Ela avalia que há, por parte daqueles que defendem a abstinência total, uma tentativa de argumentação contrária à perspectiva de redução de danos (aquela que concebe que os pacientes em processo terapêutico ainda podem fazer uso de drogas, visto que há uma grande dificuldade em parar completamente). Este argumento, explica ela, quer criar uma visão de que a redução de danos é permissiva com o uso da droga. Mas, pondera ela, “isto não é real”.

 

“A internação involuntária provoca ainda mais repulsa ao tratamento. Na redução de danos você tem que trabalhar a motivação do paciente para ele querer se tratar. Estimular ele a pensar, ajudá-lo a refletir sobre os benefícios que o não uso pode trazer no trabalho, na família.
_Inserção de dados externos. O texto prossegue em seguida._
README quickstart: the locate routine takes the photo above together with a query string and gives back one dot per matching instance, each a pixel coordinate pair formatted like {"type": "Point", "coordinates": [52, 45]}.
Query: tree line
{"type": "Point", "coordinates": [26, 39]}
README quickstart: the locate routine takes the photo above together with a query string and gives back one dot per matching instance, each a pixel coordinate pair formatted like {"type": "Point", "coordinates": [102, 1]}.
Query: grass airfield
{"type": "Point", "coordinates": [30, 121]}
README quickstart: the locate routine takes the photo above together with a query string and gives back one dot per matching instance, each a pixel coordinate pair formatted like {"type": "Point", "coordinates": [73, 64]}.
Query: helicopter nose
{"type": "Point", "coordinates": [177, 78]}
É a motivação que deve ser usada como ingrediente básico”.

 

Conforme avaliação da pesquisadora, o investimento na abordagem motivacional psicossocial que se contrapõem à internação involuntária é um processo demorado e, na maioria das vezes, não produz resultados imediatos, por isso, não é o foco das decisões.

 

Rede Estadual

 

A titular da recém-criada Secretaria Executiva de Saúde Mental do Ceará, psiquiatra Lisiane Cysne, avalia que adoção da norma está vinculada às perspectivas de abstinência em detrimento da possibilidade de redução de danos, cuja abstinência é uma consequência. A secretária ressalta que nas unidades da rede estadual, a internação involuntária não é algo que se propõe. Questionada sobre os possíveis efeitos da adoção desta nova orientação para o tratamento ofertado na rede estadual, a secretária Lisiane Cysne preferiu não fazer nenhuma avaliação.